What part of Scripture is your weakest spot? This may involve a guesstimate. For example, if you are weak in Leviticus, Numbers, and Deuteronomy but strong in Genesis and Exodus, are you weak in the Torah? That is for you to decide as you compare sections. Your comments are appreciated, as well as testimonies about how you “shored up” weak areas.

Poll Results

Best Guess: Which category of Scripture is your weakest area (of fluency)?

The Torah (Books of Moses) Votes: 0
Other or cannot decide Votes: 1
Historical Books (Joshua-Esther) Votes: 1
Poetic Books (Job-Song of Solomon) Votes: 3
Major Prophets (Isaiah-Daniel) Votes: 2
Minor Prophets (Hosea-Malachi) Votes: 11
Gospels-Acts Votes: 0
Pauline Epistles Votes: 0
General Epistles Votes: 0
Revelation Votes: 4

(Migrated poll)

N/A
0% (0 votes)
Total votes: 0

Discussion

For me it is the poetic books. For some reason I have just neglected them. Lately I have been listening through the Bible so I have been through them a couple of times while driving.

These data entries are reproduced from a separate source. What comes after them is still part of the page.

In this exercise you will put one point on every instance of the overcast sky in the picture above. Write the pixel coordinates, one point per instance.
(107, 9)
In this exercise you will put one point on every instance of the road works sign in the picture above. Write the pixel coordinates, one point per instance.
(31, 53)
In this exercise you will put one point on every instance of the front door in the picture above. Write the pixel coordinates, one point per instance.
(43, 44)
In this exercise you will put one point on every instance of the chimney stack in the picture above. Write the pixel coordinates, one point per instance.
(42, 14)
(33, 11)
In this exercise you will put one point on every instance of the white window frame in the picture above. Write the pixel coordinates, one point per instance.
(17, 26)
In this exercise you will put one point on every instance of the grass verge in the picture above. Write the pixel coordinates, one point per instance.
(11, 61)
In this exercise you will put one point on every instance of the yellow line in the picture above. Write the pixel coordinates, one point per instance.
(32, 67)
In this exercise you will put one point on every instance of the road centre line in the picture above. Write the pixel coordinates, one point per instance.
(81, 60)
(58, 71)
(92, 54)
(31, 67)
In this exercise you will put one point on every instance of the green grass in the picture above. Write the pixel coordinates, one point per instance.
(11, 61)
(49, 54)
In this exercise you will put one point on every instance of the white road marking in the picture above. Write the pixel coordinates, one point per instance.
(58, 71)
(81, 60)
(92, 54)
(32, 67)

For me it is the prophets right now. In the past I have found that reading chunks at a time over and over helps to gain a better grasp on what is there.

I spent five months preaching through Hosea last year. What a trial by fire. It forced me to get a much firmer grasp on the Minor Prophets, as well as the unconditional nature of the Abrahamic Covenant, and the impossibility of keeping the Mosaic Law (Gal 2:21). I think I’m much better at OT than I am at NT. I’ve read Genesis - Deuteronomy twice each this year so far, and all the prophets. I’ve been spending much more time in the OT than the NT. I actually believe Deuteronomy is one of my favorite books!

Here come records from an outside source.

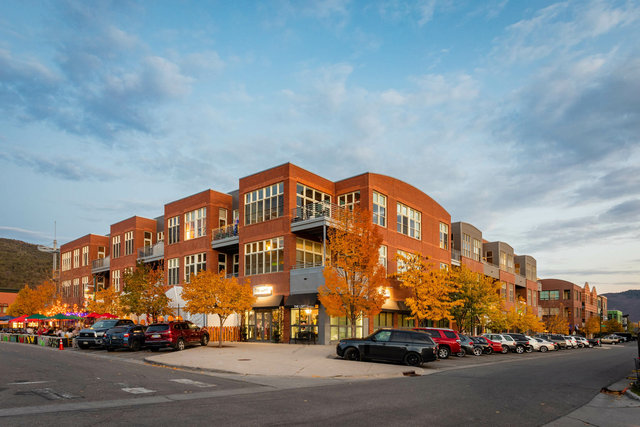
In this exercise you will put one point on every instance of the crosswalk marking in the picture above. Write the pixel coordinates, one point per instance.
(192, 382)
(137, 390)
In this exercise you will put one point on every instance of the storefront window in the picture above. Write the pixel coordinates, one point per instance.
(304, 323)
(340, 329)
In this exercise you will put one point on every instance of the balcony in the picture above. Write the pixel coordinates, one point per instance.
(225, 238)
(313, 218)
(151, 253)
(455, 257)
(100, 265)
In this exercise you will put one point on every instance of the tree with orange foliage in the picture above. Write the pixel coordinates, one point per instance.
(32, 301)
(355, 277)
(214, 293)
(432, 293)
(144, 292)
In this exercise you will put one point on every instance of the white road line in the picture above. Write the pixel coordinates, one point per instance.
(137, 390)
(192, 382)
(28, 382)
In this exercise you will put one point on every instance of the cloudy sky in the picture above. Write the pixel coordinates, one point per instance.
(522, 118)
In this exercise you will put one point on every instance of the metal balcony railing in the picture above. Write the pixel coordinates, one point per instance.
(225, 232)
(318, 210)
(151, 251)
(101, 262)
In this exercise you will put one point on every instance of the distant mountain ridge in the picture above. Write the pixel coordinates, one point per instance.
(628, 302)
(22, 263)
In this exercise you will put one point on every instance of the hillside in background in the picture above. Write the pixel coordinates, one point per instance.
(22, 263)
(627, 302)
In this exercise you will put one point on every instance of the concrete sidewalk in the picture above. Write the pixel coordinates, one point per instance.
(285, 360)
(615, 408)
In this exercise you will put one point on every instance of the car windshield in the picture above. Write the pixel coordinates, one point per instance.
(104, 324)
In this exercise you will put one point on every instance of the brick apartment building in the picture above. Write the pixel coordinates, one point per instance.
(578, 304)
(516, 273)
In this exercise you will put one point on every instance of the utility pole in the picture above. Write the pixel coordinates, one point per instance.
(55, 270)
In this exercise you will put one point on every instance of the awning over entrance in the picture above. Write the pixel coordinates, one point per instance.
(304, 300)
(270, 301)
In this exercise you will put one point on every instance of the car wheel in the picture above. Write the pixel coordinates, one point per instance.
(204, 340)
(352, 354)
(443, 352)
(413, 359)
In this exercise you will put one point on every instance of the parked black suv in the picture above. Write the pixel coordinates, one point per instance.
(522, 343)
(126, 336)
(394, 345)
(93, 335)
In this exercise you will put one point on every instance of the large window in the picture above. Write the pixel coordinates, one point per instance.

Tyler is a pastor in Olympia, WA and works in State government.

Tyler R wrote:


Hosea

I spent five months preaching through Hosea last year. What a trial by fire. It forced me to get a much firmer grasp on the Minor Prophets, as well as the unconditional nature of the Abrahamic Covenant, and the impossibility of keeping the Mosaic Law (Gal 2:21). I think I’m much better at OT than I am at NT. I’ve read Genesis - Deuteronomy twice each this year so far, and all the prophets. I’ve been spending much more time in the OT than the NT. I actually believe Deuteronomy is one of my favorite books!

I love the Old Testament a real lot, too. I did a lot of research when I realized that much of the Sermon on the Mount is an exposition on parts of Deuteronomy (and Leviticus 19). So many treasures! So much good stuff!